Zugleich wird aber auch das klassische Arbeiten im Büro weiterhin geschätzt; insbesondere von jüngeren Menschen, die noch stärker nach persönlichem Austausch und Orientierung suchen. Und mehr als jeder Zweite will die Entscheidungen über Arbeitsort und Arbeitszeiten selbst treffen können. 15 Prozent wollen am liebsten gar nicht (mehr) im klassischen Büro arbeiten, sondern seine Aufgaben im Homeoffice oder an einem beliebigen anderen Ort erledigen.

Auch in puncto Qualität der Zusammenarbeit zeigen sich deutliche Differenzierungen der Erwartungen und Vorlieben: Jeder zweite Bewerber wünscht sich seine Führungskraft eher als beratenden Coach denn als klassische/n Vorgesetzte/n. Besonders wichtig ist vielen auch, dass ihre Tätigkeit inspirierend ist (53%) und damit ein bedeutsamer Beitrag zur Unternehmensvision geleistet werden kann (47%). Agile Arbeitsmethoden und der Einsatz digitaler Arbeitstools sind ebenfalls jedem zweiten Bewerber besonders wichtig.

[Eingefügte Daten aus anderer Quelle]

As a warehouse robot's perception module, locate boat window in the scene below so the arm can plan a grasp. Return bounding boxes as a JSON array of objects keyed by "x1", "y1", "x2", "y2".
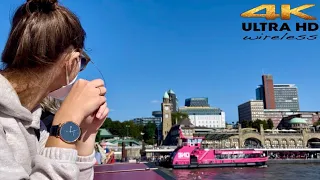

“Arbeitgeber müssen sich darauf einstellen, dass die Bewerber unterschiedliche, und teils auch gegenläufige, Erwartungen und Wünsche mitbringen”, sagt Dr. Thomas Bittner. “Dies erfordert Weiterentwicklungen und Flexibilisierungen in der Organisation und Neuintegrationen innerhalb der Führungs- und Unternehmenskultur. Hierzu zählt auch die stärkere Sensibilisierung der Führungskräfte für eine moderne und vor allem wirksame Gestaltung der Führungsbeziehungen. Andernfalls verlieren Unternehmen den Anschluss an aktuelle Entwicklungen und sich verändernde Erwartungshaltungen.”